INDUSTRIAL TRAINING Submitted in partial fulfilment of the Requirements for the award of the degree Of Bachelor of Technology In Computer Science & Engineering By: DAMANPREET KAUR (05913202719/ CSE1/ 2019) Department of Computer Science & Engineering Guru Tegh Bahadur Institute of Technology Guru Gobind Singh Indraprastha University
INTRODUCTION What is Machine Learning? Machine Learning is a system of computer algorithms that can learn from examples through self-improvement without being explicitly coded by a programmer. Machine learning is a part of artificial intelligence which combines data with statistical tools to predict an output that can be used to make actionable insights. What is Deep Learning? Deep learning is based on the branch of machine learning, which is a subset of artificial intelligence. Since neural networks imitate the human brain and so deep learning will do. In deep learning, nothing is programmed explicitly. Basically, it is a machine learning class that makes use of numerous nonlinear processing units so as to perform feature extraction as well as transformation. The output from each preceding layer is taken as input by each one of the successive layers.

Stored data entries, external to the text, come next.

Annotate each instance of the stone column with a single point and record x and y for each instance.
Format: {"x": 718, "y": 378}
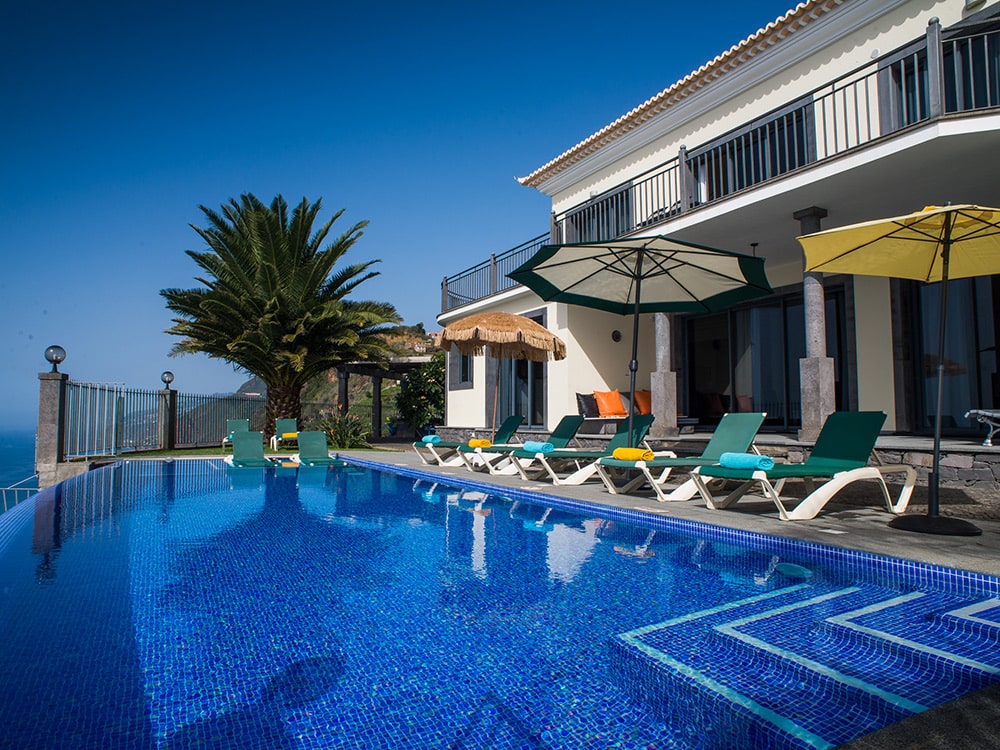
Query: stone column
{"x": 342, "y": 404}
{"x": 167, "y": 437}
{"x": 50, "y": 445}
{"x": 817, "y": 388}
{"x": 377, "y": 406}
{"x": 663, "y": 380}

CNN ( C onvolutional neural network ) CNN is a Deep Learning algorithm which takes in an input image and assigns importance (learnable weights and biases) to various aspects/objects in the image, which helps it differentiate one image from the other. One of the most popular applications of this architecture is image classification. The neural network consists of several convolutional layers mixed with nonlinear and pooling layers. After a series of convolutional, nonlinear and pooling layers, it is necessary to attach a fully connected layer. This layer takes the output information from convolutional networks. CNN-LSTM ARCHITECTURE The CNN-LSTM architecture involves using CNN layers for feature extraction on input data combined with LSTMs to support sequence prediction. This model is specifically designed for sequence prediction problems with spatial inputs, like images or videos. They are widely used in Activity Recognition, Image Description, Video Description and many more.
INTRODUCTION TO PROJECT Image caption generator is a process of recognizing the context of an image and annotating it with relevant captions using deep learning, and computer vision. It includes the labeling of an image with English keywords with the help of datasets provided during model training. The goal of image captioning is to convert a given input image into a natural language description. The task of image captioning can be divided into two modules logically – Image based model — Extracts the features of our image. Language based model — which translates the features and objects extracted by our image based model to a natural sentence. For our image based model, we use CNN and for language based model, we use LSTM.
WORKFLOW OF THE PROJECT Perform Data Cleaning This method is used to clean the data by taking all descriptions as input. While dealing with textual data we need to perform several types of cleaning including uppercase to lowercase conversion, punctuation removal, and removal of the number containing words. 2. Loading dataset for model training We have used Kaggle ( flickr ) for our dataset which contains 8000 images and 5 captions related to each image. It stores the captions for every image from the list of photos to a dictionary. For the ease of the LSTM model in identifying the beginning and ending of a caption, we append the and identifier with each caption.
3. Tokenizing the vocabulary Machines are not familiar with complex English words so, to process model’s data they need a simple numerical representation. That’s why we map every word of the vocabulary with a separate unique index value. 4. Define the CNN-LSTM model From the Functional API, we will use the Keras Model in order to define the structure of the model. It includes: Feature Extractor –With a dense layer, it will extract the feature from the images. Sequence Processor – Followed by the LSTM layer, the textual input is handled by this embedded layer. Decoder – We will merge the output of the above two layers and process the dense layer to make the final prediction.
CONCLUSION The project “Caption an Image” has been developed as per the requirement specification. It has been developed in Machine Learning with the use of libraries like TensorFlow, Pandas, etc. and technologies such as LSTM, Regression etc. The complete system is thoroughly tested with the availability of data and throughput reports which are prepared manually. These are found to be more accurate because of availability of information from various levels. This design is so flexible that any new modules can be incorporated easily.
FUTURE SCOPE OF PROJECT Visually Impaired: This project can be used for the visually impaired people as it can generate captions for them by clicking or understanding the surroundings images and help them know their surroundings better. Social Media: Using this model in Social Media, we can help it in various different social media sites and can be used to implement new features such as new filters, also if a tourist wants to know new things they can just scan the item and will get the generated caption and research on that a lot better. It can be used in a daily life event very easily and effectively. NLP Applications: Furthermore, this model can also be used in various applications of Natural Learning Processing, like in the case of Digital Image Processing, it can be used to research and train the big models.